Mayman Aerospace has completed successfully flown its Razor unmanned drone at a military base in the Southern California desert.
The protoype is the same dimensions and weight as the final Razor P100 drone will be and uses the same propulsion, engine gimballing, thrust vectoring and flight control systems.
A program of fully autonomous flights tested avionics, thrust vectoring mechanisms, flight control laws, software, and command and control. The flight tests also enabled early verification of operating procedures.
This latest series of tests focused on the transition of the engines from a hover mode into high-speed winged forward-flight.
The Razor VTOL is designed to deliver critical supplies in challenging environments. The aircraft can also be used to extend the range of air-to-air or air-to-surface missiles such as Brimstone or Hellfire, delivering them over 200 miles. The aircraft deploys the missile for final target acquisition, enhancing the reach and precision of the missile systems.
Razor is launched vertically without a launch system or infrastructure. According to Mayman Aerospace the drone can also be used for ISR, target designation and drone and cruise missile interceptor.
Engineers at Mayman aim for the drone’s top speed to be around 500mph (800km/h). Manufacturing and sales of the P100 is planned to begin in 2025.
David Mayman, founder and CEO of Mayman Aerospace said, “Our recent flight tests were 100% successful and we are confident Razor will reach speeds greater than 450kts.
“As a multi-role, dual use technology Razor is already changing the way defense commanders and civilian leaders are thinking about autonomous VTOL applications. We are a software-driven, hardware company and our team is achieving performance levels once only dreamed about. We are super excited about the next set of flight tests later this year.”

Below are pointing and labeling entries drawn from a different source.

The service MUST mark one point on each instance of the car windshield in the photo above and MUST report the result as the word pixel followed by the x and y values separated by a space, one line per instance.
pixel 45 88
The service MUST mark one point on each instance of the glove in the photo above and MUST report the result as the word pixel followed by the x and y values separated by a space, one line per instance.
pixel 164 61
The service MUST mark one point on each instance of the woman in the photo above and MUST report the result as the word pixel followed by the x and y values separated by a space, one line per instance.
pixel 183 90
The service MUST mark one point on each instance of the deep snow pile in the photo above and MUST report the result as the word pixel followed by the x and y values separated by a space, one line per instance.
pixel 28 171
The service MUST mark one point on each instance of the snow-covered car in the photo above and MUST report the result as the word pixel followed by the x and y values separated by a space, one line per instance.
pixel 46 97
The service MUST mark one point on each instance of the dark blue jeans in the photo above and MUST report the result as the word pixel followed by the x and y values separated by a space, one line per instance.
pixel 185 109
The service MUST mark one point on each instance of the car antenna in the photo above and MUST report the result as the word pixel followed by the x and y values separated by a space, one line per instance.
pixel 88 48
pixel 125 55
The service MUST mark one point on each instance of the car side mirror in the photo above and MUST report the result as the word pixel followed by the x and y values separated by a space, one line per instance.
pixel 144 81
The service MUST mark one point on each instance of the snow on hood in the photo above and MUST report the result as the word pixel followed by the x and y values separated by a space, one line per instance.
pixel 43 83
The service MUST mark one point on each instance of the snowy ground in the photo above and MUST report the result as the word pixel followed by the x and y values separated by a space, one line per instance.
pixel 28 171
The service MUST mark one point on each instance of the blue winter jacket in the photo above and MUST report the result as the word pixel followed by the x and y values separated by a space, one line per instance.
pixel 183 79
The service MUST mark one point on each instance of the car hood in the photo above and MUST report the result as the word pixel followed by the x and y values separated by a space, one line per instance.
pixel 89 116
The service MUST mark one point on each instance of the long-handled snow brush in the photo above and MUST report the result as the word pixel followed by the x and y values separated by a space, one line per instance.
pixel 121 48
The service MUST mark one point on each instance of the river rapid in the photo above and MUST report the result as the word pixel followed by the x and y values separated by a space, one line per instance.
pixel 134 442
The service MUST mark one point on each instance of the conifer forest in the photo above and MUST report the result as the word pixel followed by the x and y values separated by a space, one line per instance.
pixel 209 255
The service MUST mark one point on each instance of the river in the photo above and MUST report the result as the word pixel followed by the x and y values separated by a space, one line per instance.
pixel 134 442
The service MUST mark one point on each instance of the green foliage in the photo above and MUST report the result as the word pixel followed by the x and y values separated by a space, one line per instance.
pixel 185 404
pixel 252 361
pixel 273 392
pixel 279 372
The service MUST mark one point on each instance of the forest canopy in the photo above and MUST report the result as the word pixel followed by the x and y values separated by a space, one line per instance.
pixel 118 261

Dr Manu Sharma, chief engineer at Mayman Aerospace said, “In these flight tests we flew seven autonomous mission sets and all systems worked perfectly as planned.
“The primary objective was to validate recent flight-software and control-law updates, with particular attention to the change from hover mode with the engines canted outwards from the aircraft center, to transition mode with all engines canted in the same direction, which is required to get us into winged flight. It is also a benefit to get additional autonomous flight time on the vehicle, take-off and landing in particular, to increase our confidence in the system as a whole.”